Pourquoi j'aime : le bouton d'éjection du contrôleur Steel Battalion





Ce week-end, je suis convaincu que beaucoup d'entre vous se préparaient pour la chute des titans, menant une guerre interstellaire sur PlayStation 4, Xbox One et PC. Et tandis que Titanfall 2 peut sembler tout avoir - des mechs lourdement armés, des fantassins propulseurs de jets, une faune extraterrestre, des androïdes tueurs, et plus encore - je ne peux pas m'empêcher de sentir qu'il manque quelque chose.
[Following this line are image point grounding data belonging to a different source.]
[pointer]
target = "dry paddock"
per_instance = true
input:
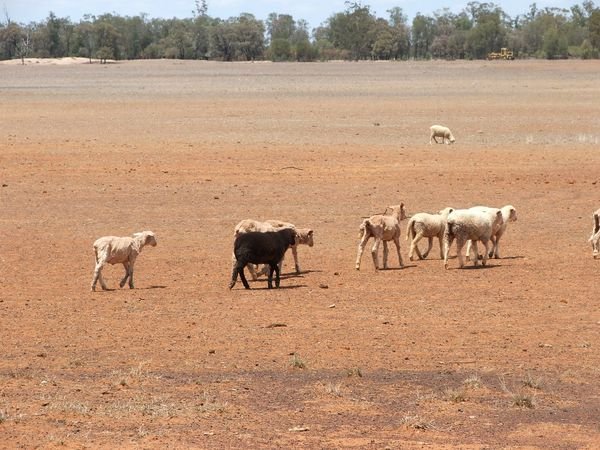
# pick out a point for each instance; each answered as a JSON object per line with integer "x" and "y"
{"x": 505, "y": 356}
Quelque chose que vous ne pouviez obtenir que d'un jeu Xbox de 14 ans qui nécessitait un contrôleur de 200 $. C'est vrai, je parle de Steel Battalion.

Titanfall 2 et d'autres jeux mécaniques modernes visent à rendre le pilotage d'un robot géant aussi fluide et confortable que possible. Mais Steel Battalion a pris la direction opposée, se délectant de ses commandes alambiquées et de sa manette ridicule à plus de 40 boutons. Grâce à une combinaison de boutons, d'interrupteurs, d'accélérateurs, de joysticks et de pédales, le contrôleur Steel Battalion a rapproché le fantasme de piloter un mech de la réalisation que n'importe quel jeu avant ou depuis. Enfer, vous deviez actionner cinq interrupteurs et appuyer sur un bouton d'allumage au début de chaque mission juste pour allumer la chose.

Manier cette chose signifiait que vous deviez entrer dans le bon état d'esprit. Bien que tenir un contrôleur soit devenu si naturel pour beaucoup d'entre nous que nous pouvons oublier que nous en tenons même un, utiliser le contrôleur Steel Battalion et être obligé de passer par ses nombreux mouvements signifiait que vous ne pouviez tout simplement pas oublier.



Mais de tous les bidules et machins présents sur le contrôleur Steel Battalion, un se démarque des autres comme le plus important, le plus mémorable. Oubliez les boutons, oubliez les déclencheurs, mais jamais jamais Oubliez le bouton d'éjection d'urgence. Voyez, contrairement aux jeux qui traitent votre personnage comme un demi-dieu immortel qui peut simplement recharger le monde à un point antérieur ou mourir et réapparaître indéfiniment, Steel Battalion a pris au sérieux sa vision futuriste de la guerre. Mortel sérieusement. Pas vraiment. Par exemple, votre personnage pourrait être définitivement tué, très facilement.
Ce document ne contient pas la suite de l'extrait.